SÜLEYMAN AKAY

 

   Demirci Akay Dayı…Yetmiş yaşında…Yedi yaşından beri demircilik yapıyor. Hiç okula gitmedi. Okuyamamanın ezikliğini devamlı hissettiği için, dört oğlundan ikisini lise mezunu; ikisini de üniversite mezunu yaptı. Üç çocuğu ata meslekleri olan demirciliği devam ettiriyorlar. Dükkanlarındaki demir ocağının üzerinde büyük harflerle şu dörtlük göze çarpar: “Menfaat vermeyen mevzuya girme! / Aklı haşarıdan sen hâlin sorma! / Düşün geleceği boş yatıp durma! / Nice halk olanı yok etti fâni.”

   Süleyman Akay; orta boyda, ince, zayıf yüzlü, çoğu beyazlaşmış uzun sakalı olan hafif esmer tenli birisi…Güler yüzlü olmasına rağmen bazı zamanlar çabuk sinirlenir. 14 yaşında babasını kaybettikten sonra, dükkanın başına geçmiş ve kendisinden küçük olan altı kardeşinin sorumluluğunu üstlenmiştir. Hayatta çekmiş olduğu sıkıntıları, yüzünden okumak mümkündür. Her haline devamlı şükreder. Herkesin dükkanının kapısı içeriye açılırken, bununki dışarıya açılmaktadır. Bunun sebebini soranlara: “Herhalde, ‘Kapın ters kapansın.’ diye beddua aldım.” diye espri yapar.

   HAYATINIZI ANLATIR MISINIZ?

   1945 yılında Bolvadin’in Yenice Mahallesi’nde dünyaya gelmişim. Babamın adı İbrahim…Demirci idi. Dört kız,üç oğlan; toplam yedi kardeşiz. En büyükleri benim…Benim küçüklerim Abdil ve Yusuf öğretmenlik ettiler; şimdi emekliler…

   Babam demirci idi…Onun babası da şu an çalıştığımız Hasır Pazarı’nda bulunan dükkanımızda demircilik yaparmış. Demircİlik sanatımız birkaç göbek önceden başlamış olup; torunlarıma kadar devam etmektedir. Dünyada ilk demircilik sanatını yapan Hz. Davut Aleyhisselamdır. İlkokul vaktim gelince, okula gitmek için çok heveslendim, fakat babam: “ Dükkanda adam yok!” diye beni okula göndermedi. Okuma hevesimi alamadım; küçük yaşta dükkana girdim… Kendi kendime çat-pat okuma öğrendim, fakat yazmasını bilmiyorum. Okuma aşkı devamlı içimde ukde olduğu için, dört oğlumdan ikisine lise tahsili yaptırdım; ikisine de üniversiteyi bitittirdim.
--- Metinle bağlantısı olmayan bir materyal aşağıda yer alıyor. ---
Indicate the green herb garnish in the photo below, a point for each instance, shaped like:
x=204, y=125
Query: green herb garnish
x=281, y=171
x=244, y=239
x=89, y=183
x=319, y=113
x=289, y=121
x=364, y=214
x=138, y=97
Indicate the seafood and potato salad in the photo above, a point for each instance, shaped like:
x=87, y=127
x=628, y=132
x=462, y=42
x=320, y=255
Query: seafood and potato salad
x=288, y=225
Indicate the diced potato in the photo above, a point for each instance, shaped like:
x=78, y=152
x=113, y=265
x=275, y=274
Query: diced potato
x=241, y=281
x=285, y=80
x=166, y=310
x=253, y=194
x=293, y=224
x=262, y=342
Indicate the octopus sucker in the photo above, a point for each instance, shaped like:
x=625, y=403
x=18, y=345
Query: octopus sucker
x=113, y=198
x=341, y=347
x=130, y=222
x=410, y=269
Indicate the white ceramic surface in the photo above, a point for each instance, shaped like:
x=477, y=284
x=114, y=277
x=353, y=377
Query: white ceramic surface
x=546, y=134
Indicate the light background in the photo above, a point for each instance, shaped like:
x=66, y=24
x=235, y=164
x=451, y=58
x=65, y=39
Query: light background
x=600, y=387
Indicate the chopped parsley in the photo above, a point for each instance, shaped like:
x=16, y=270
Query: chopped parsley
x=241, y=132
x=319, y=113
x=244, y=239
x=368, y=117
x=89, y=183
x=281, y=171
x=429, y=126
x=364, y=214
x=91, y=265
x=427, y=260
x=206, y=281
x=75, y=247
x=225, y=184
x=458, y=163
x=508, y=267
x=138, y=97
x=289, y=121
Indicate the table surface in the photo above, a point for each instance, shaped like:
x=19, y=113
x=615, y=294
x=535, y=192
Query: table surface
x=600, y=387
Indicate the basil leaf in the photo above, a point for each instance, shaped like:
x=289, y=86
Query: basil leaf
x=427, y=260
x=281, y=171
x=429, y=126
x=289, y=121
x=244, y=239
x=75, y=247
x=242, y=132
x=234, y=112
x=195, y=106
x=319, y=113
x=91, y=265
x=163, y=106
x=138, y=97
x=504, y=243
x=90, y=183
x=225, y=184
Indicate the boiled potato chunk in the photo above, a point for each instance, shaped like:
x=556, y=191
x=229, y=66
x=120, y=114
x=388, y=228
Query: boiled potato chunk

   Ben 14 yaşında iken babam genç yaşta vefat etti. 7 çocukla annem yalnız kaldı. Evin büyüğü olarak, bütün kardeşlerimin sorumluluğu benim üzerime bindi. Kardeşlerim okul tatillerinde gelir; dükkanda çalışırlardı. Hiç olmazsa onlar okusun diye çok gayret ettim.

   ASKERLİĞİ NEREDE YAPTINIZ?

   Askerliğimi Kırklareli’nde 24 ay olarak yaptım. Normalde 22 ay yapmam gerekirken; Kıbrıs hadisesi olunsa iki ay fazladan yaptım. Askerden gelince tekrar işimin başına geçtim. Üç sene sonra evlendim. Biri kız olmak üzere, beş çocuğum var. Oğullarımdan İbrahim, sanayide sıcak demirci…Onun küçüğü Hasan DDY’de memur…Diğer çocuklarım Ahmet ve Habib ise, demirciliğin yanı sıra çilingircilik yapıyorlar.

   NELER İMAL EDİYORSUNUZ? ZORLUKLARI NELERDİR?

   Her türlü ziraat aletlerini tamir ve onarımının yanı sıra; satır, keser, târa, bıçak, eysiran işleri yapmaktayız. Ayrıca; kapı anahtarı imalatı ve kilit tamir ve satışını yapmaktayız.

   Çocukluktan bu yaşıma gelene kadar, devamlı demirin içinde yoğruldum. Demirle arkadaş oldum. Ben onu seviyorum; o da beni seviyor. Bugüne kadar işimi severek zevkle yaptım. Çalışırken karşılaştığım zorluklar beni yıldırmadı. Hiç şikayet etmedim. Demiri hamur yapıyoruz; bu kolay değil... Eskiden bu sanatı yapabilmek için en az iki kişi olması gerekiyordu. Devamlı ateşin karşısındasın. Gözlerin bozulur; kömürün dumanından dolayı karbonmonoksit gazı solursun.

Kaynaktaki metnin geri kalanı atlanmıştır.